A multi-channel ad reporting tool pulls performance data from multiple advertising platforms — Google Ads, Meta Ads, LinkedIn, TikTok, X, Reddit, and others — into a single view. Instead of logging into each platform separately, you see all campaigns, spend, conversions, and ROAS in one dashboard. Some tools go further by blending data across platforms to calculate true cross-channel metrics and attribution.
What is the difference between a reporting tool and a BI platform for ad data?
Reporting tools like AgencyAnalytics and DashThis are purpose-built for advertising data. They come with pre-built connectors, ad-specific metrics, and templates designed for marketing teams. BI platforms like Looker or Tableau are general-purpose visualization tools that require manual data modeling and SQL knowledge. Reporting tools are faster to set up but less flexible. BI platforms handle complex custom analysis but require more technical resources.
How much do multi-channel ad reporting tools cost?
Pricing varies widely. Entry-level tools like DashThis start around $49/month. Mid-tier tools like AgencyAnalytics and Whatagraph range from $79-$249/month depending on the number of data sources and users. Enterprise tools like Improvado and TapClicks use custom pricing that can reach $2,000-$10,000/month. Synter includes cross-platform reporting as part of its Campaign IDE starting at $49/month, so you get reporting alongside campaign execution without a separate reporting subscription.
Can reporting tools help with cross-channel attribution?
Some do, but most multi-channel reporting tools focus on aggregating platform-reported data rather than building independent attribution models. Tools like Funnel.io and Improvado can blend data from multiple sources to calculate cross-channel metrics, but true attribution requires additional tracking infrastructure (UTM parameters, server-side events, first-party data). Synter handles UTM generation and tracking setup as part of campaign creation, so attribution data flows back automatically.
Should agencies use a different reporting tool than in-house teams?

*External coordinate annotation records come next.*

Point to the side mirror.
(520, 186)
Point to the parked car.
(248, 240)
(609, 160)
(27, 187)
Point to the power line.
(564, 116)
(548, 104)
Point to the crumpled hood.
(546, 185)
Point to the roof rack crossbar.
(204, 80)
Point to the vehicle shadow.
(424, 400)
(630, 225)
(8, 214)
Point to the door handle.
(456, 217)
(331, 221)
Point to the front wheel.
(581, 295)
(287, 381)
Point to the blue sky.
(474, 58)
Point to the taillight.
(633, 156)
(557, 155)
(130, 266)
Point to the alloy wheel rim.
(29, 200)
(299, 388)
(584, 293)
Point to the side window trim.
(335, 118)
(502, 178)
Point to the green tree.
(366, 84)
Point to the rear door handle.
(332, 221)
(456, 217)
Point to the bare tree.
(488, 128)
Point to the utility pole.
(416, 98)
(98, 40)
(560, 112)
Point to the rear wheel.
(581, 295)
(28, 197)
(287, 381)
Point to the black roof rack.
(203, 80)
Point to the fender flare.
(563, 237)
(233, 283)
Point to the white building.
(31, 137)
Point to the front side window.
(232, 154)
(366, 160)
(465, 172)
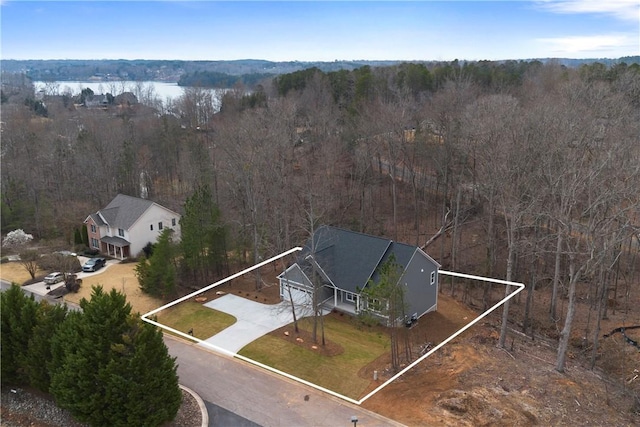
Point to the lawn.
(205, 322)
(338, 373)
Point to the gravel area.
(22, 408)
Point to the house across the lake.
(345, 262)
(127, 224)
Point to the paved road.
(245, 395)
(260, 396)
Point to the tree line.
(101, 363)
(541, 155)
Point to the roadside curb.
(203, 408)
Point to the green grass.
(204, 321)
(338, 373)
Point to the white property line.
(520, 287)
(145, 318)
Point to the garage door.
(299, 296)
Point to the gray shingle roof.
(349, 258)
(124, 211)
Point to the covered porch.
(115, 247)
(343, 301)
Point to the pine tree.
(110, 369)
(143, 384)
(157, 275)
(17, 318)
(49, 319)
(203, 236)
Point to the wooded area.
(543, 156)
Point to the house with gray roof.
(127, 224)
(343, 263)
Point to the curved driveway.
(253, 320)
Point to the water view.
(148, 92)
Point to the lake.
(143, 90)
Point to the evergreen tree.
(17, 318)
(110, 369)
(203, 236)
(49, 319)
(157, 275)
(143, 364)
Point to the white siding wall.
(140, 233)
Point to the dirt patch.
(268, 291)
(15, 272)
(304, 339)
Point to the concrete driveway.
(253, 321)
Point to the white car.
(54, 278)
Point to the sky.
(319, 30)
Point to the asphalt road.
(238, 394)
(259, 396)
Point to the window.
(374, 304)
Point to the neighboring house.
(127, 224)
(96, 101)
(345, 262)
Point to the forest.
(539, 160)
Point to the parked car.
(53, 278)
(93, 264)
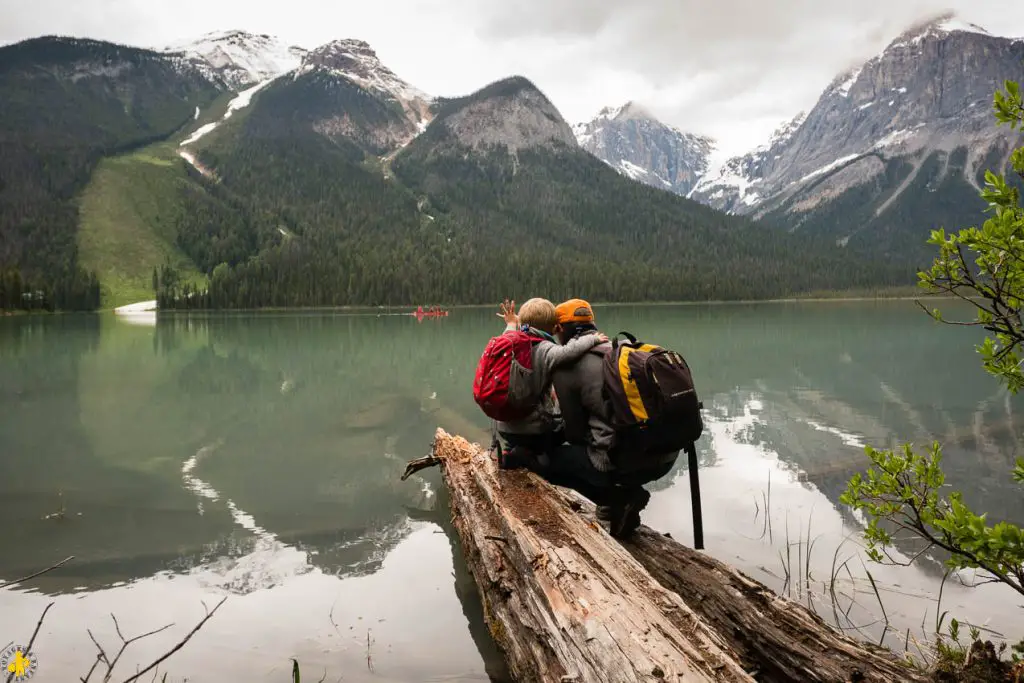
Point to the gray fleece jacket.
(545, 357)
(588, 416)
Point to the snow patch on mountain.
(238, 57)
(241, 101)
(732, 174)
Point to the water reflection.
(258, 457)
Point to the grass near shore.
(128, 222)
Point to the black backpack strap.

Agencies need white-labeling, client-specific dashboards, automated report scheduling, and the ability to manage dozens of client accounts from one login. Tools like AgencyAnalytics, Whatagraph, DashThis, and Swydo are built specifically for this use case. In-house teams typically need deeper data blending, warehouse integrations, and cross-departmental visibility — making tools like Funnel.io, Improvado, or Supermetrics better fits. Synter works for both — agents generate reports conversationally and can be scoped per client or per team.